10 propositions de la Convention des entreprises pour le climat

July 18, 2022 Béatrice Héraud

Après 8 mois de travail, la Convention des entreprises pour le climat (CEC) vient de boucler sa première promotion. 150 dirigeants d’entreprise ont rendu leur feuille de route de transformation écologique et ont voté pour 10 propositions destinées au monde politique, économique et institutionnels. Elles seront retravaillées avant d’être présentées au Conseil économique et social le 28 septembre puis aux parlementaires et au gouvernement.

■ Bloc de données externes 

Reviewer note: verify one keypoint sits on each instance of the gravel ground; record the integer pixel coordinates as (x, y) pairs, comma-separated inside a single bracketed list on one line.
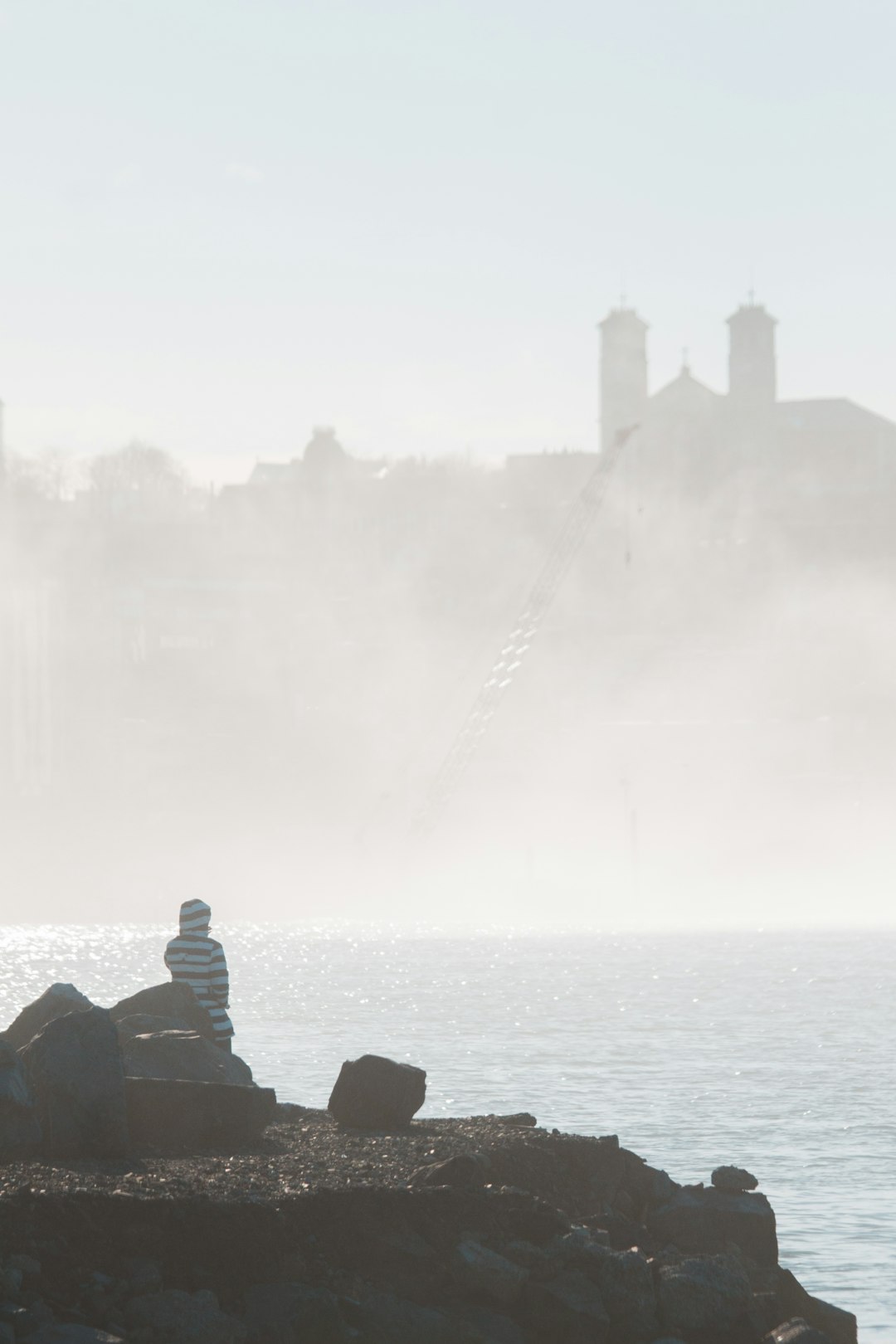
[(305, 1151)]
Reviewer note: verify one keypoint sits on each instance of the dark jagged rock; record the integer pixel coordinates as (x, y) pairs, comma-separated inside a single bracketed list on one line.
[(840, 1326), (705, 1220), (314, 1233), (143, 1023), (285, 1312), (485, 1274), (377, 1093), (173, 1116), (466, 1171), (74, 1070), (796, 1332), (175, 1315), (173, 999), (66, 1332), (568, 1307), (183, 1054), (19, 1125), (629, 1298), (733, 1179), (56, 1001), (707, 1298)]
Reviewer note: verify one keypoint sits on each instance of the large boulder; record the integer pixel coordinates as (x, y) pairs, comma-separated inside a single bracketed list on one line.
[(377, 1093), (707, 1220), (173, 1116), (707, 1298), (796, 1332), (733, 1179), (182, 1054), (56, 1001), (74, 1069), (173, 999), (183, 1319), (19, 1125), (567, 1308), (629, 1298), (280, 1313), (485, 1274)]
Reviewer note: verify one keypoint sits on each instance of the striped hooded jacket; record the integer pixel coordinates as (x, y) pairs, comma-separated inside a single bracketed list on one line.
[(199, 962)]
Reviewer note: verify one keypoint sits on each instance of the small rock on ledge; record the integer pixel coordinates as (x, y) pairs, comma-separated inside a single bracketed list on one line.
[(733, 1179)]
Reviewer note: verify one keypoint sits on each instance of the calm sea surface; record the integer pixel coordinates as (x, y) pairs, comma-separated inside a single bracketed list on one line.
[(772, 1051)]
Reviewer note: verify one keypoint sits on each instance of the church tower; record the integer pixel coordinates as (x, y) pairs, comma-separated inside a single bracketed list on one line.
[(751, 358), (624, 373)]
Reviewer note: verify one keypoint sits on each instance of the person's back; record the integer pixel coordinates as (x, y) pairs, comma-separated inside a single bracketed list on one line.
[(197, 960)]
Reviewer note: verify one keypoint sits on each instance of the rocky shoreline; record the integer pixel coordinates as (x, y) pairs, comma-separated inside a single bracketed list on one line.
[(455, 1230), (151, 1195)]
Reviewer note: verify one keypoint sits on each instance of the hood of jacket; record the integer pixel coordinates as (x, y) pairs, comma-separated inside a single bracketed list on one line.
[(195, 918)]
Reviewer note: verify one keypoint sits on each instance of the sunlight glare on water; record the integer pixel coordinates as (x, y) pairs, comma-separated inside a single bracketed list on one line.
[(772, 1051)]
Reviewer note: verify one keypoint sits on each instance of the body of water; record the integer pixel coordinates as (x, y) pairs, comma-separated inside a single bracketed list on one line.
[(767, 1050)]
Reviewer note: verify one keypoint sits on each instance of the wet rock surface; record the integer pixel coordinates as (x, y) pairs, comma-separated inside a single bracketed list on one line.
[(171, 1001), (19, 1125), (74, 1070), (733, 1179), (171, 1053), (316, 1233), (56, 1001), (180, 1116), (377, 1093)]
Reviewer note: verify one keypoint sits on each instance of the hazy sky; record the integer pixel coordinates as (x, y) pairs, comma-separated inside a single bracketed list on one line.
[(222, 222)]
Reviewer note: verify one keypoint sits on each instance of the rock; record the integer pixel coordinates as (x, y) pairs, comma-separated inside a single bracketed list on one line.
[(183, 1054), (705, 1220), (485, 1274), (184, 1317), (26, 1264), (488, 1327), (386, 1319), (19, 1125), (289, 1312), (709, 1296), (144, 1276), (733, 1179), (173, 999), (642, 1187), (74, 1071), (833, 1322), (464, 1171), (796, 1332), (56, 1001), (567, 1308), (629, 1298), (173, 1116), (377, 1093), (581, 1248), (67, 1333), (144, 1023), (11, 1281)]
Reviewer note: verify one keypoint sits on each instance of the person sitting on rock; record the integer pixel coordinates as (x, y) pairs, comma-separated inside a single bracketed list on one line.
[(199, 962)]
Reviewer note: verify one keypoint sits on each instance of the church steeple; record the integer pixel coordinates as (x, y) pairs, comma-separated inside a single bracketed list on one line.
[(624, 373), (751, 358)]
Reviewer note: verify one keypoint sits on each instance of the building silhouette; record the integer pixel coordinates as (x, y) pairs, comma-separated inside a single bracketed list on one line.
[(820, 463)]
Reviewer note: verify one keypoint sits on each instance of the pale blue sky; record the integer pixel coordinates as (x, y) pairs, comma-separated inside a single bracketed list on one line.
[(225, 221)]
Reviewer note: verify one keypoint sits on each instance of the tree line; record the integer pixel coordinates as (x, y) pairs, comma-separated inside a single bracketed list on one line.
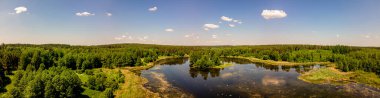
[(32, 58)]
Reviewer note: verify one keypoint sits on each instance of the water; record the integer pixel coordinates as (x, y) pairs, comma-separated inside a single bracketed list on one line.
[(175, 78)]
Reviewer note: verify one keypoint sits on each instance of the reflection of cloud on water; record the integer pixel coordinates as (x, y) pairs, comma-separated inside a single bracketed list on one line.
[(270, 80), (156, 68), (231, 68), (226, 75)]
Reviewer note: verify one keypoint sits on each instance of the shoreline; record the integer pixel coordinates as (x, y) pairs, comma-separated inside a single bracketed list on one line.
[(281, 63)]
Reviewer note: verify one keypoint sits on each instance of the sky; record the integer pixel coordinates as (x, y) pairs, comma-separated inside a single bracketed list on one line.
[(191, 22)]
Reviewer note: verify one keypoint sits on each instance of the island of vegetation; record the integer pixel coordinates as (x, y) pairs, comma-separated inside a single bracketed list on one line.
[(106, 71)]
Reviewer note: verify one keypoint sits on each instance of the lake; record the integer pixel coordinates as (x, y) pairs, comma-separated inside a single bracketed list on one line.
[(175, 78)]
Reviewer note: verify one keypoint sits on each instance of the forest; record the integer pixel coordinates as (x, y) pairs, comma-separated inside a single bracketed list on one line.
[(51, 70)]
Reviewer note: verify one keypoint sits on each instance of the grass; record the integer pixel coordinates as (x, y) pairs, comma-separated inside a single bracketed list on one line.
[(331, 75), (9, 86), (224, 65), (92, 93), (325, 75), (282, 63), (149, 65), (133, 87)]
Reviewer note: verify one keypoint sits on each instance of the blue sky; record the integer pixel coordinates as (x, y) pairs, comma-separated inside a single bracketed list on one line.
[(191, 22)]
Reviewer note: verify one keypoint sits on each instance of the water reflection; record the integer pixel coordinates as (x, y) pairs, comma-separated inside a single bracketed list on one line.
[(175, 78), (204, 73), (212, 72)]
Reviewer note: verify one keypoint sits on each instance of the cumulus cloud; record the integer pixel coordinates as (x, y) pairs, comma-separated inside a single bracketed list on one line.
[(214, 36), (231, 25), (169, 30), (225, 18), (210, 26), (153, 9), (109, 14), (84, 14), (273, 14), (20, 9)]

Celles-ci ont été choisies parmi les 50 puis les 23 propositions faites par l’équipe de Co-Construction Politique (CoCoPo) qui a planché pendant six mois sur des mesures « prêtes pour la co-construction ». Elles sont des « marqueurs clairs de l’ambition de la CEC et de ses participants ». Pour les thématiques qui demandent un peu plus de consensus, de clarifications ou de recherche scientifiques, ce ne sont pas des mesures qui sont proposées mais des groupes de travail, déjà en cours.

Dans ces 10 propositions, on note la forte prédominance de la formation, qu’elle soit à destination des dirigeants (20h minimum pour 2 membres du COMEX ou Codir sur 4 grands piliers : climat, pollution, biodiversité et déplétion des ressources), des représentants du personnel ou des collaborateurs pour changer la stratégie et les pratiques métiers (ex : intégration d’une partie RSE appliquée aux métiers dans les formations). Une demande qui complète la proposition de formation du gouvernement, soutenue par la CEC, et des députés (voir Le Grand écart #13).

Concernant le conditionnement de rémunération des dirigeants à la réussite de critères environnementaux, le sujet, déjà porté par le candidat Macron, a été mentionné par Elisabeth Borne dans son discours de politique générale le 6 juillet. Plusieurs entreprises le font déjà mais pour une portion minime du variable. Là, l’idée est d’intégrer ces critères sur 30 à 50% du variable des dirigeants. Quant aux incitations à rénover les bâtiments d’entreprise et les mobilités moins polluantes, les membres de la CEC préconisent notamment l’élargissement de dispositifs existants comme Ma prim’renov, le décret tertiaire ou un forfait unique de mobilité durable.

Pour les groupes de travail, le sujet de la suppression des niches fiscales nuisibles à l’environnement ou de l’éco-conditionnalité pour les marchés et financements publics sont des serpents de mer, demandés régulièrement par des associations d’entreprises engagées comme Impact France voire des fédérations de PME. La création d’un indice 3R (réemploi, réparabilité, recyclabilité) et son obligation pour toutes les entreprises non alimentaires d’ici 2030 apparaît plus novatrice. Elle pourrait servir de référence à l’éco-conditionnalité et irait dans le sens de la loi AGEC sur l’économie circulaire en complétant l’indice de réparabilité.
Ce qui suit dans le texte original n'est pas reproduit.